State Sen. Owen Hill will host a tele-press conference Monday to help generate support for the confirmation of Betsy DeVos, Donald Trump’s choice to head the department of education.
Hill, a Republican from Colorado Springs, chairs of Senate’s education committee and has been a leading school choice advocate at the Capitol for years and a champion of DeVos since she was nominated this month.
“She’s actually kind of new to the national education stage,” he told The Colorado Statesman. “So we want to talk about it, talk about some of her accomplishments, talk about the affordance of choice within public schools as a way to strengthen the public school system.”

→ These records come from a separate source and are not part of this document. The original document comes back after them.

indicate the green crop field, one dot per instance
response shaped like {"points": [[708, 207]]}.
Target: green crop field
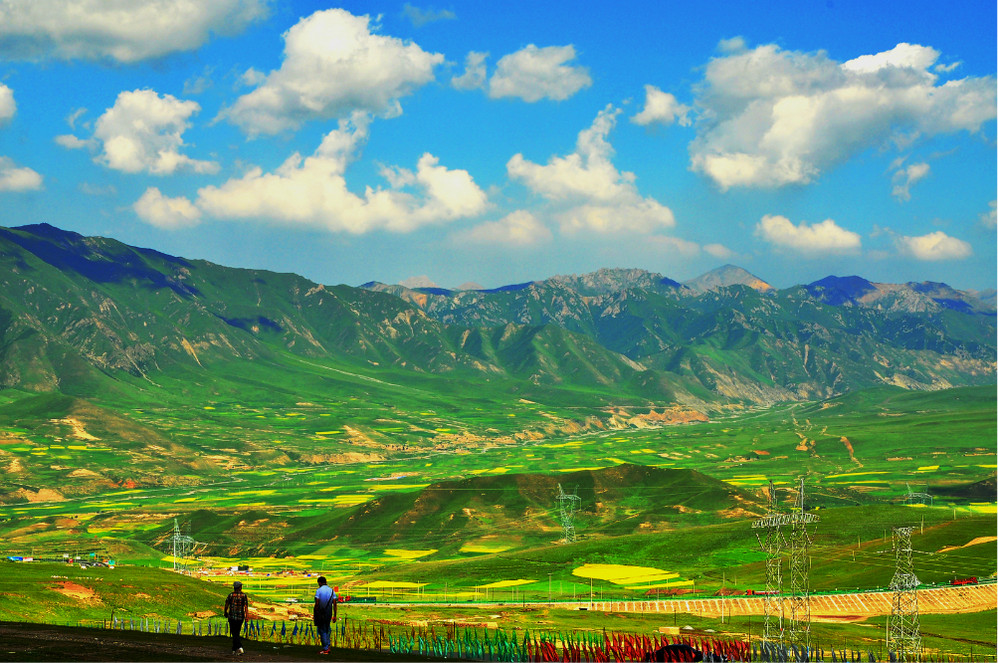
{"points": [[437, 498]]}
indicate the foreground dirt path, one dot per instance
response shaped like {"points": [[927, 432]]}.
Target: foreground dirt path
{"points": [[41, 642]]}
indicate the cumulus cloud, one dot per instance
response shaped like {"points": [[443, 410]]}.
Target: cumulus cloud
{"points": [[733, 45], [823, 237], [7, 105], [642, 216], [474, 72], [143, 133], [71, 142], [586, 173], [666, 244], [167, 213], [14, 178], [535, 73], [661, 108], [312, 191], [588, 191], [334, 64], [122, 31], [903, 178], [989, 219], [421, 17], [718, 251], [519, 228], [934, 246], [769, 117]]}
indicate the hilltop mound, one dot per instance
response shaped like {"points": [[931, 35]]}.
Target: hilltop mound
{"points": [[523, 507]]}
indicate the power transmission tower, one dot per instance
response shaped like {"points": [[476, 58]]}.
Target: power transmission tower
{"points": [[904, 637], [800, 569], [182, 545], [917, 498], [772, 545], [567, 505]]}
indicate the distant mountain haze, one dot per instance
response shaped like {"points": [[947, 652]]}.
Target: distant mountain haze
{"points": [[78, 312]]}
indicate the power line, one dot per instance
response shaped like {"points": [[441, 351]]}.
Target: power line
{"points": [[567, 506], [904, 637]]}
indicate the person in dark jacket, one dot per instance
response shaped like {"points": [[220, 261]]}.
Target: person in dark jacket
{"points": [[236, 610], [324, 613]]}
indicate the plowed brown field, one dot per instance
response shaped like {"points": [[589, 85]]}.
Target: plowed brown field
{"points": [[824, 607]]}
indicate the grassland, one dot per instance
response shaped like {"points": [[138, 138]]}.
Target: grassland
{"points": [[411, 495]]}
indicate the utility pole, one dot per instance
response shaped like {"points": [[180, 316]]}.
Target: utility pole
{"points": [[800, 570], [182, 546], [904, 637], [567, 505], [772, 545]]}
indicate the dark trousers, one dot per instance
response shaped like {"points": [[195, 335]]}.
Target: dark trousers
{"points": [[235, 626], [325, 630]]}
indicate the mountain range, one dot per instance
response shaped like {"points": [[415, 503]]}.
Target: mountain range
{"points": [[79, 315]]}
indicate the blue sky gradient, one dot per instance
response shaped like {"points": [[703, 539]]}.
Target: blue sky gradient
{"points": [[354, 142]]}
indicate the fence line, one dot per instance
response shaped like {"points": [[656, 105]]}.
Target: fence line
{"points": [[515, 646]]}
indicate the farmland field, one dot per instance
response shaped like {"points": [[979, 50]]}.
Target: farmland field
{"points": [[436, 506]]}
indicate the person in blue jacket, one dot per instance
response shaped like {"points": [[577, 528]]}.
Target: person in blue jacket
{"points": [[324, 613]]}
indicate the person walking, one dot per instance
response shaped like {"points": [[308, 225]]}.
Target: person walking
{"points": [[236, 610], [324, 613]]}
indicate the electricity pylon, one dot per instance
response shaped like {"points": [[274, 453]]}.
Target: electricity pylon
{"points": [[182, 547], [904, 637], [567, 505], [772, 545], [917, 498], [800, 570]]}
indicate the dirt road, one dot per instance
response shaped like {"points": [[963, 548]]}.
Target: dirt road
{"points": [[41, 642]]}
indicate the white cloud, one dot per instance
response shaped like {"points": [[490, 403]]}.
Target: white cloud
{"points": [[989, 219], [167, 213], [312, 191], [823, 237], [903, 178], [718, 251], [421, 17], [661, 108], [519, 228], [252, 77], [474, 72], [74, 116], [143, 133], [71, 142], [644, 216], [733, 45], [586, 174], [768, 117], [934, 246], [588, 191], [7, 105], [535, 73], [13, 178], [668, 244], [118, 30], [333, 65]]}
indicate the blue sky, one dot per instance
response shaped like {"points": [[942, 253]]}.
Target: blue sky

Monday’s telepresser is aimed at countering the intense protest campaign opposed to the DeVos candidacy that has clogged phone lines and email accounts at U.S. Senate offices this week, including the office of Colorado Democratic U.S. Sen. Michael Bennet.
Bennet is a member of the Senate’s Committee on Health, Education and Labor, which is tasked with approving the DeVos nomination before it can move to the full Senate for a vote.

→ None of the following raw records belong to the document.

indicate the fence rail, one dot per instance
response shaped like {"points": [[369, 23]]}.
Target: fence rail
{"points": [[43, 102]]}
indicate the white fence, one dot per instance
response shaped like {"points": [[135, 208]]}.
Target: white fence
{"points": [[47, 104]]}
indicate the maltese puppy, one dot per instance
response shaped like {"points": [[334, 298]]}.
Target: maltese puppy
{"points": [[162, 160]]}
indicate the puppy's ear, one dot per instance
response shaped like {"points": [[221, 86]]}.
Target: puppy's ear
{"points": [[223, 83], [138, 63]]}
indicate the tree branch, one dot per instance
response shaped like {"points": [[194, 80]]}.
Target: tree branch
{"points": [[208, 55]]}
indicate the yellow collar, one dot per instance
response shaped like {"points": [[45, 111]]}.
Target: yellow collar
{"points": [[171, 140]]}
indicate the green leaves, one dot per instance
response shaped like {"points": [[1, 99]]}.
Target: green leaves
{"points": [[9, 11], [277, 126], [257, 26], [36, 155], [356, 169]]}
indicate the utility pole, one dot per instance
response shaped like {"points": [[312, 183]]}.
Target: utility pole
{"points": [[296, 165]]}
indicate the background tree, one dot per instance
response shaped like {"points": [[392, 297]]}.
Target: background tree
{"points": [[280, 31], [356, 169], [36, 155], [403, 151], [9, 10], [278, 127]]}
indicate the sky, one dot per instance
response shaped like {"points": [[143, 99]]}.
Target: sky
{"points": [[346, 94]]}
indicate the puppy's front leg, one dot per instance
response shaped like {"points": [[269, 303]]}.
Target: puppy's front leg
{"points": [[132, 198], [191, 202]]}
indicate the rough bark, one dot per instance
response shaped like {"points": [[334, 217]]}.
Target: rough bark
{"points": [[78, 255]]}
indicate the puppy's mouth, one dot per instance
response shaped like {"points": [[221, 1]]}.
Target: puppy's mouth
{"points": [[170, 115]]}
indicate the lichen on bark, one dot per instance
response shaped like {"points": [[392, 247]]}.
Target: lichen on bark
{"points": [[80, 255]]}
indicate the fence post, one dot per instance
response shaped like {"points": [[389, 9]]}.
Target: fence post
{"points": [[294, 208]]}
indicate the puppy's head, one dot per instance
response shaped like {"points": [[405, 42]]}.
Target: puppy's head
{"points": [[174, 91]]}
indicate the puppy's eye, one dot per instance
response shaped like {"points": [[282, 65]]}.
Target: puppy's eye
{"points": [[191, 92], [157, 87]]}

Critics of DeVos point to positions they say are at odds with public education, her lack of experience in government and with school teaching and administration, her open support for religious education and the fact that she has given millions of her family fortune in political donations and perhaps to some of the lawmakers who may be voting on her nomination.
Hill said he thought DeVos was unfairly “sandbagged” during hearings this week and that she’s just the kind of outsider who could shake up the department and bring great benefits to the nation’s state school systems.

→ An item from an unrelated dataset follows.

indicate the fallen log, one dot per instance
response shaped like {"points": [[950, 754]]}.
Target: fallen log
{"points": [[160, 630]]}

“That was wrong, how they sandbagged her during the hearings. The fact is, we need an outsider, someone who can bring fresh thinking.
“It’s national school choice week, this week,” he said. “Many folks say school choice is anti-public schools. We want to say that’s completely wrong. I think it’s just another public option. The more options we have, the stronger the whole system.
“I think DeVos brings that perspective… I mean, Republicans and Democrats, everyone I talk to says, ‘Look, Colorado should be doing a Colorado thing — and the more Washington, DC, can do to give us more responsibility and resources to do that, that’s good.’ I think we’re all in agreement on that front.”
Colorado has long been a battleground in education policy wars. School boards have worked at the cutting edge of the reform movement — where experiments in student testing, teacher evaluation, vouchers, privatization and choice have fueled passionate debate. Board elections routinely draw the eye of national education interests and vast sums of campaign money.
“The Colorado thing is everything, that’s what’s great about it,” Hill said. “We got traditional public schools. We got public charter schools. We got private schools. We got home schools. You got early colleges. We’ve got all these different cool programs going on here. Let us keep doing our thing. Let parents, students and teachers make those decisions. That’s what makes our system so strong.
“But whatever we’re doing here in Colorado, that’s maybe not what they should be doing in California or Kentucky,” Hill said. “Success at the federal level means empowering different sates. The more successful DeVos is, the more empowered we are in Colorado to spend our own money and in our own way for our own progress.”
Hill will be joined on the call by Gerard Robinson, a fellow at the conservative American Enterprise Institute, and Mike Miles, head of Pike Peak Prep, a charter school program.
*Edit note: An earlier version of this story published the conference press release under the assumption the event was a tele-town hall. In fact, the call is intended only for members of the media.